There’s no doubt that I approach MMOs in a more casual way than I did fifteen years ago. Back then, I would play DDO nightly, with sessions lasting well into the night. I would religiously attend raids and grind hour upon hour for gold and gear. Nowadays, I probably get to play as much in a week as I used to play in a day or two. The shorter, instanced quests that DDO is so well known (and sometimes hated) for fit nicely into my limited gaming schedule. It’s almost like I was playing it wrong all along.

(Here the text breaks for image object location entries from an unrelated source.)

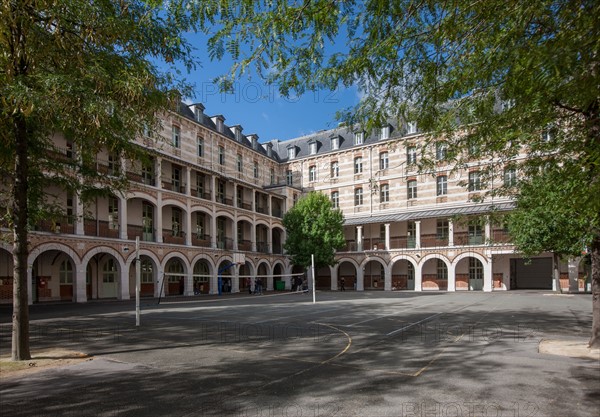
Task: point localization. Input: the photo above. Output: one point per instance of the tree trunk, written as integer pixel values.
(20, 328)
(595, 340)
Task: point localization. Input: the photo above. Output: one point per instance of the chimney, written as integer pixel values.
(237, 132)
(254, 139)
(199, 112)
(219, 121)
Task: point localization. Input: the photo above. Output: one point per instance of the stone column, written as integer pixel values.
(123, 218)
(387, 236)
(359, 238)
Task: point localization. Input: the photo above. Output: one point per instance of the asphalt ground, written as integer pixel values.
(365, 354)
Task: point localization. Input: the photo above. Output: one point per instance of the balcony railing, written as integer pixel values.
(225, 243)
(100, 228)
(430, 241)
(262, 247)
(173, 237)
(145, 234)
(63, 225)
(201, 240)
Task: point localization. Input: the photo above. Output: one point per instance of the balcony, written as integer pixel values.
(245, 245)
(145, 234)
(431, 241)
(225, 243)
(100, 228)
(467, 239)
(201, 240)
(63, 225)
(173, 237)
(178, 188)
(262, 247)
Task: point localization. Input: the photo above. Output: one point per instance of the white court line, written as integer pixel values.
(387, 315)
(430, 317)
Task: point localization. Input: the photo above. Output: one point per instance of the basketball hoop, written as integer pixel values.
(239, 258)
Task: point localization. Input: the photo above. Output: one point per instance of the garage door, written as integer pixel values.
(533, 274)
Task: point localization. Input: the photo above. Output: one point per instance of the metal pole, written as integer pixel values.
(138, 280)
(312, 258)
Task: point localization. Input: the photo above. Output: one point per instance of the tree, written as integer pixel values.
(86, 70)
(313, 226)
(567, 228)
(491, 75)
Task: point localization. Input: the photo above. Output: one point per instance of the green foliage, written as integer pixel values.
(552, 214)
(313, 227)
(86, 70)
(487, 77)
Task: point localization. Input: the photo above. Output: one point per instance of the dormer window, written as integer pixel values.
(291, 152)
(199, 112)
(411, 128)
(385, 132)
(359, 138)
(176, 137)
(335, 143)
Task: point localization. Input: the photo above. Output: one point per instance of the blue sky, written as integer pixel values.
(259, 108)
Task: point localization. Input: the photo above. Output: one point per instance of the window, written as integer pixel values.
(442, 229)
(358, 197)
(176, 222)
(113, 213)
(70, 209)
(113, 164)
(384, 193)
(335, 169)
(200, 184)
(147, 276)
(221, 192)
(441, 150)
(312, 173)
(65, 273)
(176, 179)
(411, 155)
(335, 143)
(474, 148)
(441, 185)
(200, 146)
(475, 269)
(176, 137)
(442, 270)
(221, 155)
(411, 189)
(474, 181)
(148, 172)
(335, 199)
(384, 161)
(359, 138)
(411, 128)
(291, 152)
(358, 165)
(510, 177)
(200, 222)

I’m glad that I went back and gave DDO another try this month, and I hope that the rest of year two of the MMO Reroll is just as much fun. Yes, the graphics are dated, the combat can be laggy, and the free-to-play options are limited, but I still enjoy Dungeons & Dragons Online even with all of its faults. And I know that if Standing Stone Games somehow decided to give DDO an overhaul, I would be chomping at the bit to give a new DDO a try.